Saturday, September 28, 2013

An Analysis on Banyan Tree Holdings

Banyan Tree is listed on Singapore Exchange on 14 June 2006

Financial Data

Year       Eps                Rev                   Net Margin %          Div payout
2013       2.8 -3c (est)                                                                0.651c
2012       1.96c            338.416 mil          4.53%
2011       0.20c            329.492 mil          0.90%                        0.5c
2010       2.10c            305.300 mil          5.00%         
2009       0.40c            313.300 mil          1.00%                      
2008       0.90c            412.600 mil          2.00%                        2.0c
2007       10.8c            421.900 mil          1.90%                        1.78c
2006       3.90c            335.300 mil          8.00%                                      

Average   2.90c                                      5.78%

Other Data (as at 30 Jun 2013)

Debt
      Current  : 156.999 mil
      L.Term  : 234.814 mil
      Total     : 391.813 mil
 
Cash Bal : 131.177 mil

Bonds Issued:  70 mil @ 5.75%  due 31/7/2018
                          70 mil @ 5.5%    due 14/3/2014
                          50 mil @ 6.25%  due 30/5/2017

Shares issued : 760,912,080
Treasury : 490,200

NAV : $0.76

Business Model

A hospitality company that manages spas & hotels. It has 7 areas of business segment namely:
  • Hotel investment
  • Hotel management
  • Spa operations
  • Gallery operations
  • Hotel residences
  • Property sales
  • Design and related services
Opinion

Looking at the past data of this company generally tell us that it has very thin margins and their dividends payout are not systematic. The company have taken on bonds issuing to shore up their cash flow and looking at their debt level, probably they need to look at bank overdraft or refinance.

Conclusion

It is great to invest into their bonds as they are paying higher payouts. If you are considering from the point of investing into their ordinary shares, we need to consider the risk of no dividends payout. Thus a margin of safety have to be considered. As of 27 Sept 2013, the share is trading at 68c. The 52 weeks high and low is 52c and 80c respectively. At its current share price, it now has a 10.5% discount to its NAV.

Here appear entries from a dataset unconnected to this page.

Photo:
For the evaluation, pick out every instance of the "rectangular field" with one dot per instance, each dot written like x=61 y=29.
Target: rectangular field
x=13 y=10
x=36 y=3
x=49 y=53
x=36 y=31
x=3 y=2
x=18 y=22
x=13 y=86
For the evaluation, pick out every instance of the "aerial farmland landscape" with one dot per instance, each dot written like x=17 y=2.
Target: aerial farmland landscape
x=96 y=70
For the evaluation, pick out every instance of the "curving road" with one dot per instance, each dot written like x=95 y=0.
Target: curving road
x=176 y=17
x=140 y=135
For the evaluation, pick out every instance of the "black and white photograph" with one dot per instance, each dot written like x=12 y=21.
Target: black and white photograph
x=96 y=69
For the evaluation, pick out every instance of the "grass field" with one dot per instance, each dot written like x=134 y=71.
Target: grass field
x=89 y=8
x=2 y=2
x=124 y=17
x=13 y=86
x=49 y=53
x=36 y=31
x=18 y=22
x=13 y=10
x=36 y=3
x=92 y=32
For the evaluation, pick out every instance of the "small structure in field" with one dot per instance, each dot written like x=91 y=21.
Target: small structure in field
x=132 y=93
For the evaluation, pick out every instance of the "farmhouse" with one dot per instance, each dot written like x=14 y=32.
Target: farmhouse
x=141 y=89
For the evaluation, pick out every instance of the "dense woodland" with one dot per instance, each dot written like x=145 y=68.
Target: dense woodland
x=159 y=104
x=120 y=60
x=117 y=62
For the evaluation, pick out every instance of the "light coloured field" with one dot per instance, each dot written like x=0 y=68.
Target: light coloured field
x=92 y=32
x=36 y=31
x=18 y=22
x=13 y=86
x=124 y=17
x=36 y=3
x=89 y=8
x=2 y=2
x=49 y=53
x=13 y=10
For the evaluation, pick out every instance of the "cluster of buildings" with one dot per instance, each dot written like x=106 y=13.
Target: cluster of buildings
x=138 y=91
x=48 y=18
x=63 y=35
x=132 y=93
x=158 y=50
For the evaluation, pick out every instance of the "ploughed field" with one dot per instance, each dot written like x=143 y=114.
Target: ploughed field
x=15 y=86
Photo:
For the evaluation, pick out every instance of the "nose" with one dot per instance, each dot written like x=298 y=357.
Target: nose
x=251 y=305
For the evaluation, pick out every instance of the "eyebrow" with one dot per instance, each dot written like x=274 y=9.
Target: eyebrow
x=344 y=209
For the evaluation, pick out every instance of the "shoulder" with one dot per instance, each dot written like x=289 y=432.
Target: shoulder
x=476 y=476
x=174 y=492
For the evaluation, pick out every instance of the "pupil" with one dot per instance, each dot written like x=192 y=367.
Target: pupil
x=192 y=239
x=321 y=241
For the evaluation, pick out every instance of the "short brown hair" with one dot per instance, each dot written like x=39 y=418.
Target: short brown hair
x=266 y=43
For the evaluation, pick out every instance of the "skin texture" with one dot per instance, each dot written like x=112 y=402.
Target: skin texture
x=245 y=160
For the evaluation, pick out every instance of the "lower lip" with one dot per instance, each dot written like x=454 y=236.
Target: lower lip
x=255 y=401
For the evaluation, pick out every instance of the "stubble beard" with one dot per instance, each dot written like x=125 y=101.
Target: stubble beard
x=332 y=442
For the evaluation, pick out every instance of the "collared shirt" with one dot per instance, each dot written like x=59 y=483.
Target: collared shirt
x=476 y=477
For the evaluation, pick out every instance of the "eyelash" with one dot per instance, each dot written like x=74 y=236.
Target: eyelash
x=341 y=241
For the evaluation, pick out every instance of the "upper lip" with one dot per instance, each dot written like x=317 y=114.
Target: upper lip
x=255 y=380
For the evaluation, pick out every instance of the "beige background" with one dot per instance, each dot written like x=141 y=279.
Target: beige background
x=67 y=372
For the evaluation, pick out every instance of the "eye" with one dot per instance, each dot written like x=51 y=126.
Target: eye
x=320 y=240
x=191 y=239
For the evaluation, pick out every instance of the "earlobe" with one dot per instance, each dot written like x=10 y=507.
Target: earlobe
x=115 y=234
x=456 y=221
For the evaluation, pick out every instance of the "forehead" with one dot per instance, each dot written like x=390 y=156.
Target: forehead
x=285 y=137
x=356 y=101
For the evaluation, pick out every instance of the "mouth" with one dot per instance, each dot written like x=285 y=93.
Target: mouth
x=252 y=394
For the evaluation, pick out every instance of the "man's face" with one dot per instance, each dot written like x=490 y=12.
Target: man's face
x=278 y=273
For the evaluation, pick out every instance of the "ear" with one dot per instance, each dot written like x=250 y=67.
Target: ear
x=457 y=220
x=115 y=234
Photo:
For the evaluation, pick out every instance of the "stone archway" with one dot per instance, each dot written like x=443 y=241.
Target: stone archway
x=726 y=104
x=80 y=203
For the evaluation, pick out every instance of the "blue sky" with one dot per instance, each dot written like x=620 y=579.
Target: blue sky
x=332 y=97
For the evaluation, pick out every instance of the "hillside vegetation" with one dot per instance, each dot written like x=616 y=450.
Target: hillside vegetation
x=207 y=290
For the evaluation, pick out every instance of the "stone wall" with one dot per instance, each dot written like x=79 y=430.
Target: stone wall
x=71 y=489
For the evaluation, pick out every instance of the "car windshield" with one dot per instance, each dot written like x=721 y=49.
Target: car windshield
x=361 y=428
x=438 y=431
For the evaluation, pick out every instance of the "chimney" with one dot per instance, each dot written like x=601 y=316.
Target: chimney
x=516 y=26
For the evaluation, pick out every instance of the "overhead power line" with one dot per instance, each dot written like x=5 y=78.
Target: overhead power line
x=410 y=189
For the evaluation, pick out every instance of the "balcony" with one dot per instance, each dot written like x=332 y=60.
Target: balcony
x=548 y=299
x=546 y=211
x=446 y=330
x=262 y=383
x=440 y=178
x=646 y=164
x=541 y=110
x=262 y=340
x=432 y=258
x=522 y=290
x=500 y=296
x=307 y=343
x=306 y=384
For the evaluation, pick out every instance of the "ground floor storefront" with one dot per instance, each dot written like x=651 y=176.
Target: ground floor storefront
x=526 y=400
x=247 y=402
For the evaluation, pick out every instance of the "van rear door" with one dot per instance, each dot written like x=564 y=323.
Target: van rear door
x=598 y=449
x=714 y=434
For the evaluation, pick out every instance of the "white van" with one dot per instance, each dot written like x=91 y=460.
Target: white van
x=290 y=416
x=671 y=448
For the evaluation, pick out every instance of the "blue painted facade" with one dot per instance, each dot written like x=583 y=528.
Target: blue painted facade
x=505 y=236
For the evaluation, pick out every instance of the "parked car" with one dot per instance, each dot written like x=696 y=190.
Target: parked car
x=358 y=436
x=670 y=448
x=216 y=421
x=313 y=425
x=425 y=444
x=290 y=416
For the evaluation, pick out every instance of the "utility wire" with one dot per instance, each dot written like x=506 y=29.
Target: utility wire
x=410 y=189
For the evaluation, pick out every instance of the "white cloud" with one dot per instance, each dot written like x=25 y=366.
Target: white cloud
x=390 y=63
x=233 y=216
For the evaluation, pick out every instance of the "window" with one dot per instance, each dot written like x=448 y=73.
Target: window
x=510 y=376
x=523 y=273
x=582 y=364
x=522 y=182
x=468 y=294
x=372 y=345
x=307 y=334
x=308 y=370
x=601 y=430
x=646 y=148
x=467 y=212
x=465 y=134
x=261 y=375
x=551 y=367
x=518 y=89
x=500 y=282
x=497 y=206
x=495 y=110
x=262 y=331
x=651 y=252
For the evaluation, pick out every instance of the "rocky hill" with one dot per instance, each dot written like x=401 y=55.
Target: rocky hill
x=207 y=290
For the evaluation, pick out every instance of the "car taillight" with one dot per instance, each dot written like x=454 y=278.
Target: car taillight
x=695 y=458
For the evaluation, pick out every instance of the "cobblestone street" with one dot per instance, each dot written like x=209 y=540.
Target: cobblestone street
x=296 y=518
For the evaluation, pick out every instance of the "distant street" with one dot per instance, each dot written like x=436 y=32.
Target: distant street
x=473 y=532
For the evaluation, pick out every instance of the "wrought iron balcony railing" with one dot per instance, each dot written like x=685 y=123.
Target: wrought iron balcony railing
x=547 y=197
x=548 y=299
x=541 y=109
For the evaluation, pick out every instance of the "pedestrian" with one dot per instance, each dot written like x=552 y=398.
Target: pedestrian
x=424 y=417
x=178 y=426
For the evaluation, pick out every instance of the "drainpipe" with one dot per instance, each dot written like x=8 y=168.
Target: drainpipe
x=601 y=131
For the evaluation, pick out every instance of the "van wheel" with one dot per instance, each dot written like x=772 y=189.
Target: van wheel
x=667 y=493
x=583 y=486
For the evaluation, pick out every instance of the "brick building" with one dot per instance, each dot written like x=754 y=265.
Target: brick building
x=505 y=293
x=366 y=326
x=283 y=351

My conclusion is for a trading buy below 65c and to sell around 78c.


DISCLAIMER The ideas expressed in this blog should not be used to buy or sell the securities, commodities or assets mentioned. The accuracy or completeness of the information provided cannot be guaranteed. Readers should carry out independent verification of information provided. No warranty whatsoever is given and no liability whatsoever is accepted for any loss howsoever arising whether directly or indirectly as a result of actions taken based on ideas and information found in this blog.